One more thing I'd mention against using
merge: I don't know how it behaves in the face of concurrent modifications.
I've not read the spec either, but are used to JPA and how merge behaves with the Hibernate implementation.
Also, JPA has been around for years, so many developers are familiar with merge(), which is likely why this ticket was created.
In essence, since the entity is detached, merge() will create a new attached Customer, populate it from the db, and copy the values from the detached onto the attached one, and return the new attached entity. So the detached entity overwrites the values of the attached version. If a @version property is defined, merge() might throw an OptimisticLockException if the db was updated while the entity was detached.

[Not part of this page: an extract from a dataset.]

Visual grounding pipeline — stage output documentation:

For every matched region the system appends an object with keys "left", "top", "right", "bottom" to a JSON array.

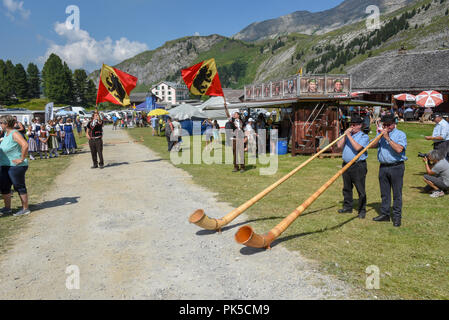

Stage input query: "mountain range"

Your questions from 1-4 are valid, and those who are familiar with merge() will understand what happens in the scenario you described.
For me, this was a valuable discussion to understand why there is no merge() or save() method in the Repo class, and how Panache best-practice address the scenario where a coarse grained transaction might not be practical.
And even if Panache discourages merge() it doesn't stop one from implementing it.
For completeness, and for anyone that comes across this thread, below is how a JPA Cookbook might implement the scenario. With Panache even :)
The key difference is that Instead of passing customerId, the detached entity is passed to methods.
@Inject
MyPanacheRepo repo;
@POST
@RunOnVirtualThread // Still on Java17 and new to Quarkus, so I hope this is supported
public void doStuff(Long customerId) {
Customer customer = repo.getCustomer(customerId); // customer is detached.
customer.setStatus(Status.InProgress);
// Note: A JPA cookbook would likely recommend passing the customer instance, not just the customerId.
Order order = orders.findLatestOrder(customer);
// Again, pass in the customer instance, not just the ID.
PDF pdf = renderPdf(order, customer); // This may be done in a transaction if DB loading is involved.
mailer.mailCustomer(customer); // Send email to the customer.
customer.setStatus(Status.Complete);
customer = save(customer); // Save the customer (re-attaching it).
// customer is detached again.
}
@Transactional
public Customer save(Customer customer) {
customer = repo.merge(customer);
return customer;
}
i have run into this recently from a different point of view in that it makes QuarkusComponentTest unit testing more cumbersome.
Panache repository has persist(entity) but not merge(entity). I have to do the following...
applicationPreferences = preferencesRepository.getEntityManager().merge(applicationPreferences);
Which makes mocking and unit testing now I have to Mock EntityManager as well like this...
@InjectMock
EntityManager entityManager;
when(preferencesRepository.getEntityManager()).thenReturn(entityManager);
when(preferencesRepository.getEntityManager().merge(any(ApplicationPreferences.class))).thenAnswer(invocation -> invocation.getArgument(0));
instead of just
when(preferencesRepository.merge(any(ApplicationPreferences.class))).thenAnswer(invocation -> invocation.getArgument(0));
Yes, that is annoying, but again, since we discourage people using merge, that goes with it, unfortunately.
@FroMage i get is discouraged but its perfectly valid in JPA and sometimes absolutely necessary for certain business cases to perform a merge. Shouldn't we leave this up to the developer to mis-use it?
We don't prevent it. We just make sure people have to go out of their way to shoot themselves in the foot :)